L’insulte prend un tour parfois amical et affectueux avec Bécart, quand il lui adresse un "Salut belle ordure !" Céline s’amuse à rappeler à son ami ses nombreux engagements dans les partis collaborationnistes : "Enfin toi tu dois être à l’avant-garde du mouvement néo-franciste comme je te connais, et 18 cartes en poches ! Tous les partis ! Tu me plais guignol !" Il est amer envers ces médecins dont Bécart fait partie, ou ces écrivains, qui auraient été bien pires que lui mais qui ne vivent pas le même enfer. L’expression de sa sympathie pour Bécart masque aussi un certain mépris qu’il exprime dans d’autres correspondances quand il parle de son caractère enfantin ou de sa "petite coconnerie" (Lettres à Alexandre Gentil, p. 116).

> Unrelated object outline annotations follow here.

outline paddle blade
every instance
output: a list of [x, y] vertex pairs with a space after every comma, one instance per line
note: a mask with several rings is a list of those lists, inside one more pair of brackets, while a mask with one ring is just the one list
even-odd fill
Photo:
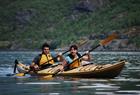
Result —
[[16, 73], [17, 64], [18, 64], [18, 60], [16, 59], [13, 73]]
[[22, 76], [25, 76], [25, 73], [17, 73], [16, 76], [17, 77], [22, 77]]
[[108, 44], [109, 42], [111, 42], [113, 39], [117, 38], [117, 34], [116, 33], [113, 33], [111, 34], [110, 36], [108, 36], [106, 39], [104, 40], [101, 40], [100, 41], [100, 45], [104, 46], [106, 44]]

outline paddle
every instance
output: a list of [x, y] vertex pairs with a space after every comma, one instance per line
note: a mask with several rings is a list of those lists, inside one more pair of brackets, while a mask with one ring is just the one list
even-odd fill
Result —
[[[88, 52], [93, 51], [94, 49], [98, 48], [99, 46], [105, 46], [107, 45], [109, 42], [111, 42], [113, 39], [117, 38], [117, 34], [113, 33], [111, 35], [109, 35], [106, 39], [101, 40], [100, 43], [98, 45], [96, 45], [95, 47], [91, 48], [90, 50], [88, 50]], [[82, 58], [83, 56], [87, 55], [87, 53], [84, 53], [82, 56], [80, 56], [79, 58], [75, 59], [72, 63], [74, 63], [75, 61], [79, 60], [80, 58]]]
[[6, 74], [6, 76], [24, 76], [24, 73], [16, 73], [16, 69], [17, 69], [17, 64], [19, 64], [18, 60], [15, 59], [15, 65], [14, 65], [14, 70], [13, 70], [13, 74]]
[[[100, 43], [99, 43], [97, 46], [91, 48], [91, 49], [89, 50], [89, 52], [93, 51], [94, 49], [98, 48], [99, 46], [107, 45], [109, 42], [111, 42], [111, 41], [112, 41], [113, 39], [115, 39], [115, 38], [117, 38], [117, 34], [116, 34], [116, 33], [113, 33], [113, 34], [109, 35], [106, 39], [101, 40]], [[74, 63], [75, 61], [79, 60], [80, 58], [82, 58], [82, 57], [85, 56], [85, 55], [87, 55], [87, 53], [84, 53], [81, 57], [75, 59], [73, 62], [71, 62], [71, 64]], [[58, 70], [52, 75], [52, 77], [54, 77], [55, 75], [57, 75], [60, 71], [61, 71], [61, 70], [58, 69]]]

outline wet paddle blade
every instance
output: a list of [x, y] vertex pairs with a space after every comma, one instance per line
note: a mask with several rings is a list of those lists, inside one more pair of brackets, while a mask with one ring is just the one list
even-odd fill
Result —
[[17, 73], [15, 76], [22, 77], [22, 76], [25, 76], [25, 73]]
[[108, 36], [106, 39], [100, 41], [100, 45], [104, 46], [111, 42], [113, 39], [117, 38], [117, 34], [113, 33], [112, 35]]
[[16, 73], [17, 64], [18, 64], [18, 60], [16, 59], [13, 73]]

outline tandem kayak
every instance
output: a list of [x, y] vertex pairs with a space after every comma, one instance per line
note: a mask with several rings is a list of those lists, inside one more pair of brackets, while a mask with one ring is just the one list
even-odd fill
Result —
[[[80, 66], [78, 68], [57, 72], [61, 65], [55, 67], [49, 67], [44, 70], [40, 70], [36, 73], [38, 76], [69, 76], [69, 77], [80, 77], [80, 78], [114, 78], [117, 77], [122, 71], [125, 65], [125, 61], [119, 61], [113, 64], [88, 64]], [[24, 64], [18, 64], [17, 70], [19, 73], [27, 72], [27, 66]], [[33, 74], [34, 75], [34, 74]]]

Mélancolie et pessimisme. Le pessimisme de Céline, déjà animé par la peur d’être assassiné ou emprisonné, se teinte d’ennui et de solitude. En 1948, isolé dans une maison que lui a prêté son avocat à la campagne, Céline commence par demander des nouvelles avant de glisser dans des souvenirs amusés, puis de s’imaginer à Fresnes avec ses amis et de commenter : "On a les joies qu’on peut. Celles que le monde & les amis me laissent. Au loin de cet océan glacial -- sans eau -- sans lumière, sans feu..." L’hiver suivant, apprenant le décès du docteur Gentil, sa mélancolie remplace complètement sa rage du début de l’exil : "Ah, tout dans cette séparation devient insupportable, on est en loque, déjà et le temps, chaque jour vous écorche". Depuis son lieu de retraite, Céline tire sa "morale", par exemple en citant Vauvenargues qu’il a lu en prison, ou en pratiquant lui-même la maxime : "Ce monde est devenu une machine à supplices remontée par des abrutis…"

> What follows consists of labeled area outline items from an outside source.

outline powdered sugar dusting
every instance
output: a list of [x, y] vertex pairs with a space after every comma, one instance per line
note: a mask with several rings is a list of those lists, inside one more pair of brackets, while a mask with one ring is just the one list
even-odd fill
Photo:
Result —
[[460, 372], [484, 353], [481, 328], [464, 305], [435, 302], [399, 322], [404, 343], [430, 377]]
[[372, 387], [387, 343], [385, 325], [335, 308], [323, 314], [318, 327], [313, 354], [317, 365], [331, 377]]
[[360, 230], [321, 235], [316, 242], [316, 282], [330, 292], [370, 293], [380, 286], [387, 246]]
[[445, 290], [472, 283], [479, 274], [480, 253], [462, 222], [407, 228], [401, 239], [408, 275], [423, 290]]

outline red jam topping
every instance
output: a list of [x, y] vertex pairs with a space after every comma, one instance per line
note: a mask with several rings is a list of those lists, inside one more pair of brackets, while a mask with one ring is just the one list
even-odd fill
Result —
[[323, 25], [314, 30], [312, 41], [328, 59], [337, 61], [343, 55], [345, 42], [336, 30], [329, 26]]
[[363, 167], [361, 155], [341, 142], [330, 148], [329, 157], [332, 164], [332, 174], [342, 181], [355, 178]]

L’amitié dans l’amoralité. Les lettres de 1949 et de 1950 rappellent que c’est pourtant bien dans l’amoralité que l’amitié de Céline et de Bécart semble s’être liée. Amoralité politique d’abord, et Céline utilise un langage codé dans une lettre du printemps 1950 pour désigner leurs amis communs : "Que deviennent nos chers Clouettes [Claouet], le vaillant Martiny !! Valby [Valmy] tout résistant ? Et cent autres P.P.F.R.F.R.N.P.M.Q ? N.S.K.K L.V.F.G.P.V.P.C.V.G.G.T". Les deux amis ont certainement partagé leurs frasques dans les années passées. Céline demande à son ami : “Qu’est devenue Violette ? Toujours aussi pétasse ? Elle avait un beau cul ! Je pense à son cul. Tu n’en faisais rien bien sûr. Elle doit être à l’heure actuelle pleine de pertes et de vergetures. C’est dommage. Tu es égoïste.” Certaines anecdotes reviennent sous la plume de Céline de manière obsessionnelle : la femme de Bécart qu’il aime beaucoup, les tapis de leur ami chirurgien Soupault, les fois où il chantait (faux) "Sauvez sauvez la France". De sa propre fureur, de son pessimisme et de son amoralité, Céline ne cesse de s’amuser, par exemple toujours dans cette lettre de 1950, qu’il signe "De plus en plus vache, Ton Ferdinand".



En 1950, Bécart fondera avec Valby et le célèbre Curnonsky la Confrérie de la Chaîne des Rôtisseurs. En 1954, à la mort de son ami amateur d'orgies sexuelles, Céline s'exclamera : "Dieu sait s'il a vécu intensément !" (Dictionnaire..., p. 78).



Références : Dictionnaire de la correspondance de Louis-Ferdinand Céline, sous la dir. de G. Richard, É. Mazet et J.-P. Louis, Le Lérot, I, p. 77-78. -- H. Godard, Céline, Gallimard, 2011, p. 370- 439. -- L.-F. Céline, Lettres à Alexandre Gentil (1940-1948), Le Lérot, éd. d’O. Cariguel, p. 7-22. -- L.-F. Céline, Lettres, Pléiade, 2009.